幸い北の塔に眩いほど明かりが見えるのでサピエンマーレはまだ不死の業の研究に手こずっているようだ。
だがこれも王が短気を起こせば万事休すである。
流れ者のバジルーを殺さなければならないが簡単に出来ると思えたものの、他の地方に流れたのか、見つからない。
オランジャが出産したらすぐにその赤ん坊を攫ってどこかに預けて養育しなければならない。
これはフェゴムーシュと話し合って女児ならばイーセン地方の寺へ、男児ならばフェゴムーシュの伝手でザナルセン地方で子どもを欲しがっている家に預けると決めている。
エイブルニアは焦っても仕方ないのに焦っている。
仕方ないのだからと自分に言い聞かせながら落ち着いた振りをしているし、完璧に焦りを隠せている。
オランジャの出産が先か、フェゴムーシュの帰還が先か、王によるサピエンマーレの殺害が先か、それによって対応が変わってくるのだから冷静に行動しなければ。
もちろん正解はフェゴムーシュ、オランジャの順でサピエンマーレが無効である。
エイブルニアが早朝から灰鷹の「オキュルス」に躾をしていた。
動物や鳥を躾るのはエイブルニアの得意とする事である。
日が昇った直後の王宮の庭にいたのだが、召使の女が走って来るのを見た。
「エイブルニア様、荷運びの召使が『もうすぐ居住区特製のパイが焼き上がりますので是非おいでください』と伝えてほしいと」
伝言主の名はサンドラだという。
オランジャの女中のレキサンドラだ。
分娩が始まったと知らせてきたのだ。
もちろん急いで居住区へ行かねばならない。
そしてそのままアルバターラが信用している召使の実家に一旦フェゴムーシュが帰ってくるまで預ける事になっている。
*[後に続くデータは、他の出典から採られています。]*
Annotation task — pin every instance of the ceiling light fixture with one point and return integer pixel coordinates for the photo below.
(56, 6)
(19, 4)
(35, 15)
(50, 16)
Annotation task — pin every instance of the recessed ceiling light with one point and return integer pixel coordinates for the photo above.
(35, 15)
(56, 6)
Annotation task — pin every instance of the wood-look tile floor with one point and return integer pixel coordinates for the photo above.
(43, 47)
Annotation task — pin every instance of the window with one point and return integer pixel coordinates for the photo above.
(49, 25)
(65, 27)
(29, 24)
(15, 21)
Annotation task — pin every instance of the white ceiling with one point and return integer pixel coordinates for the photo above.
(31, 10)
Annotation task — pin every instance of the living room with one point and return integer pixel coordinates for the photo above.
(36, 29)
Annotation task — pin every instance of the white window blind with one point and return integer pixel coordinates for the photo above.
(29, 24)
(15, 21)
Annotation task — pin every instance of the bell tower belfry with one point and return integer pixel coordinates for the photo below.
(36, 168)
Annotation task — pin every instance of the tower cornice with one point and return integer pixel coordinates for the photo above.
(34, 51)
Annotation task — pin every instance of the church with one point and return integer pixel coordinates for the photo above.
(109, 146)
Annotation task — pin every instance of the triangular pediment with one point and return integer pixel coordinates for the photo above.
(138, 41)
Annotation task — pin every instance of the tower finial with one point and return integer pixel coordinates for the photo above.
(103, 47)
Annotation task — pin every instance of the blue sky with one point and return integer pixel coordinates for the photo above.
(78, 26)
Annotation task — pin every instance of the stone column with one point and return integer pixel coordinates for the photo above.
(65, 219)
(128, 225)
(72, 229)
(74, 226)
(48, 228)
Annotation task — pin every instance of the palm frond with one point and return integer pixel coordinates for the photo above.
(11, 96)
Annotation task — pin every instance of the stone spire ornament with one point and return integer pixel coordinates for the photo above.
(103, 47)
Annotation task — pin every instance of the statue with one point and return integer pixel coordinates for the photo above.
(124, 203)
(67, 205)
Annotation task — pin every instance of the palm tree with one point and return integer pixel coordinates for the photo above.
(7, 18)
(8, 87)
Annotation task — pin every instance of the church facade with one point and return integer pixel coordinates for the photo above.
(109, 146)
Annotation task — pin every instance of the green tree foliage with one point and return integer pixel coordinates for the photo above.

見張りも蹴散らしてオランジャのいる南西の塔に駆け付けた。
なんと、レキサンドラがたった一人で助産をしていた。
エイブルニアはこの待遇に腹を立てた。
「なぜお前ひとりなの? もっと助け手を用意できないの?」
レキサンドラは大量の鍋一つ一つに水を張り、もうもうと湯を沸かしていた。
既に薄織の柔らかい布の山は出来ていた。
そして汗をかきつつも無表情は崩さない。
「お生まれになったお子様は貴方様が攫うのでしょう? 召使を口封じで殺して回られては困りますので、お産は貴方様に手伝っていただくことにしました」
そうだった‥‥。
どうも私は思い入れのある者には冷静になれないらしい。
急いで頭に頭巾を巻き、髪を中に全部仕舞って用意してあった強い酢と強い酒で手を拭いた。
助産は母のスザニアの時と愛馬の時の経験がある。
エイブルニアは常々助産スキルは未婚既婚問わずに婦人の嗜みとしたら良いと言って憚らない。
湯気の向こうからオランジゃの弱々しい声が聞こえた。
「サンドラ、いるの? あんまり離れないで。痛いのが続いてるの」
レキサンドラはお湯を抱えて寝台に戻った。
「ご主人様、エイブルニア様がいらしてます。前掛けを付けられたらお傍に居てもらえますので」
エイブルニアは急いで忘れていた前掛けを着て腰で紐を結んだ。
勉めて冷静に普段と変わりなく声をかけた。
「モーニン、オランジャ。気分はどう?」
なんて、間抜けな挨拶をしたんだろう!
オランジャは寝台に右向きに横になり、腹をさすっていた。
「イブリン、来てくれたのね。気分? まあ、悪くない気分だけど‥‥蜜酒を一杯ひっかけて愚痴を言い合う気分じゃないわね」
痛みに顔を歪ませて健気に軽口をたたくオランジャが愛おしくて可愛らしくてウッカリ抱きしめそうになる。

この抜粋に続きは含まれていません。